Dry Run
The dry run submits a neutralized version of your script to Databricks and captures the physical Catalyst execution plan — without touching any data.
How It Works
Press ⌘⇧K (Ctrl+Shift+K) to trigger a dry run on the active file. CatalystOps:
- Neutralizes the script — all writes, actions, and side-effects are replaced with
explain("formatted")captures. No data is read beyond plan generation, and nothing is written. - Submits the script to your configured execution target.
- Parses the returned physical plans and surfaces issues with cost annotations in the sidebar.

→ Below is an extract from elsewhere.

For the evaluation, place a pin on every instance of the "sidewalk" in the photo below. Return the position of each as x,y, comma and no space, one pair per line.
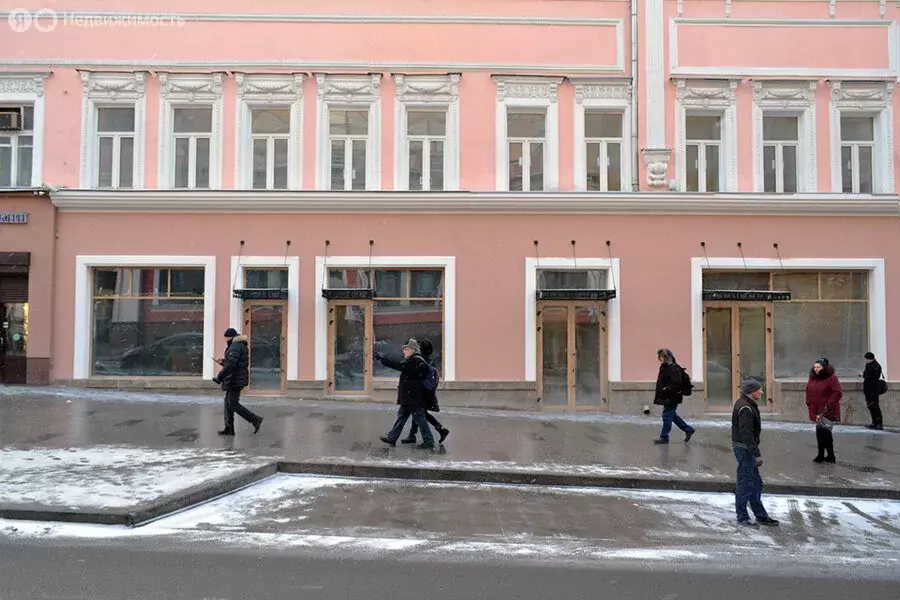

- Maps issues back to source lines where possible.
Execution Modes
Interactive Cluster
{
"catalystops.databricks.host": "https://myworkspace.cloud.databricks.com",
"catalystops.databricks.token": "dapi...",
"catalystops.databricks.clusterId": "0123-456789-abcdef",
"catalystops.databricks.executionMode": "cluster"

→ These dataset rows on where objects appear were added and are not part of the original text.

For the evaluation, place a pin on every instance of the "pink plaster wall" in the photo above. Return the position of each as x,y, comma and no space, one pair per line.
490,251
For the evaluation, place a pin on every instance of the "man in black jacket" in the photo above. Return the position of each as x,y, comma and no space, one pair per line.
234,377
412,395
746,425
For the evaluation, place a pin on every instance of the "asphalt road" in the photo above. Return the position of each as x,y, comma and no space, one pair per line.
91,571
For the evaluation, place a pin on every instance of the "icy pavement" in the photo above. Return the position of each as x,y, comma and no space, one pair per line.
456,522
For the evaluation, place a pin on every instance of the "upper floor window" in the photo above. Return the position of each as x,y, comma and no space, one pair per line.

}The script is submitted via the Databricks Command Execution API and runs on the cluster's existing Spark session. Fastest for iterative development.
Serverless
{
"catalystops.databricks.executionMode": "serverless"

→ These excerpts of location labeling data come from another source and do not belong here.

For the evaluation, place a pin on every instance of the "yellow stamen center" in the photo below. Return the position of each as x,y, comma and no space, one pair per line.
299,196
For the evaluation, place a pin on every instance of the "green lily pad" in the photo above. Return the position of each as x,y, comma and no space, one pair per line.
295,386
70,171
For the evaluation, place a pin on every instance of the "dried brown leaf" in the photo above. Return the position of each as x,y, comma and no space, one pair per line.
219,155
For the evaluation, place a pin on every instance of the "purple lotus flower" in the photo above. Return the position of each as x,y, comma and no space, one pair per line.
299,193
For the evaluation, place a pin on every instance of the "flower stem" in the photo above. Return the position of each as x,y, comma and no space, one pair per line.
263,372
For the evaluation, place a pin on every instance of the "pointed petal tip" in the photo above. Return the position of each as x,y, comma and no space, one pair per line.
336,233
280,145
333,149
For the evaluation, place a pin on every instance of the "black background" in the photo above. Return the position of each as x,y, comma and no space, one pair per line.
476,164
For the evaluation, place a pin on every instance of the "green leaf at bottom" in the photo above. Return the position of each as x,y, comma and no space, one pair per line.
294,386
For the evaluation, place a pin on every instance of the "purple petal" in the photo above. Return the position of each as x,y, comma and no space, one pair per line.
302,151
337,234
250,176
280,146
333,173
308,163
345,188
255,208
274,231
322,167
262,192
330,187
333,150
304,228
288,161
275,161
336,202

}Leave clusterId blank. Databricks spins up serverless compute for each run. No cluster management required, but cold-start adds latency. Requires Databricks Premium tier.
SSH Tunnel
{
"catalystops.connection.sshTunnel.enabled": true,
"catalystops.connection.sshTunnel.connectionName": "my-cluster"
}The script runs directly on the cluster driver over an SSH tunnel — useful when your workspace is behind a firewall or you need to test with a specific environment. Requires Databricks CLI ≥ 0.269 and DBR 17+.
Plan Issues Detected
| Issue | Description |
|---|---|
| BroadcastHashJoin (missing) | Sort-merge join where one side is small enough to broadcast |
| CartesianProduct | Cartesian join detected in the physical plan |
| ShuffleExchange | Unnecessary shuffle that could be eliminated |
| SinglePartitionBottleneck | Exchange SinglePartition — all data funnelled to one executor |
| SortAggregate | Sort-based aggregation (slower than hash-based, prone to spill) |
| GlobalWindow | Window function without partition key — full dataset on one node |
| RepeatedTableScan | Same table scanned multiple times; add .cache() |
| MissingPartitionFilter | Partition filters are empty — reading all partitions |
| MissingTableStatistics | Table has no statistics; query planner may make poor join decisions |
| CacheSpill | Cached data spills to disk due to insufficient memory |
| TooFewPartitions | Parallelism too low for data size |
All detectors are Photon-aware and handle AQE initial plans.
Timeout
Default timeout is 300 seconds. Adjust with:
{
"catalystops.dryRun.timeoutSeconds": 600
}Minimum is 30 seconds.
Preview the Script
Before submitting, you can inspect the neutralized script with CatalystOps: Preview Dry Run Script from the Command Palette. This shows exactly what will be sent to Databricks — useful for debugging unexpected plan results.
Auto-Analyze on Save
Automatically trigger a dry run whenever you save the file:
{
"catalystops.analysis.autoAnalyzeOnSave": true
}Note: the full dry run (Databricks execution) always requires a cluster connection. Local checks always run automatically regardless of this setting.